The characters have flaws, but those flaws are foolish rather than cruel. Their virtues are a bit plodding, but persistent. They believe in friendship, although getting together with friends has become difficult in a suddenly vast country. Internal events have become more numerous and more important than external ones.

They worry rather more than is necessary. They brood over things they wouldn’t have done if they’d known then what they know now. They determine to make new mistakes rather than the same old ones.

They worry about the enormous quantity of pain in the world. They worry about the stories that drive people insane. They worry that the world really is ending but people still go about their lives, jobs, and routines, even as they develop a hunger for brains.

They worry about worrying too much.

________

Julie and I do solicit advice from people in the near future, a couple of whom look suspiciously like older and wiser versions of ourselves.

“Don’t spend energy getting upset about things you can’t do anything about,” they say. “If you have to worry, worry about us. You think we want to look back and see that we could have had a good time but didn’t? That we got tired of counting our blessings? That we got overwhelmed by the evil that stains the fabric of the world? Stop that, right now.”

These senior versions of ourselves must have gotten through to us before. For twenty-eight years now, when we’ve argued, one or the other of us has mostly cheerfully given way. I’ve learned to tell Julie she’s right even when she’s wrong. Julie has learned to tell me that I’m right even when she thinks I’m wrong. Someone from the future must have made it clear to both of us that in our marriage, any judgment about who was right and who was wrong was premature.

Deciding what this pandemic means is no doubt premature as well. It’s tempting to blot out uncertainty with a blanket statement of fact, but fact is in short supply, and will be for a while.
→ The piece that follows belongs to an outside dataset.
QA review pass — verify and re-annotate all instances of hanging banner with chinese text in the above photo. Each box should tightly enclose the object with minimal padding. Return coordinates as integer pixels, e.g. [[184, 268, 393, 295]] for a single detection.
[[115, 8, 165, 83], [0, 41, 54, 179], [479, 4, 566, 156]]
Our older selves insist we can live with that. This too shall end, they say. We will rise from this interlude, and greet each other, and tell each other, with joy and gladness, all that has happened.

They’re quoting from Dostoyevsky, and that means they must have read his last big book again, and finished it, and been cheered by it. It’s a sign that there are far more years in the future than it sometimes seems there are, and that there is more good in this world than it sometimes seems there is. That’s the good news, for the moment.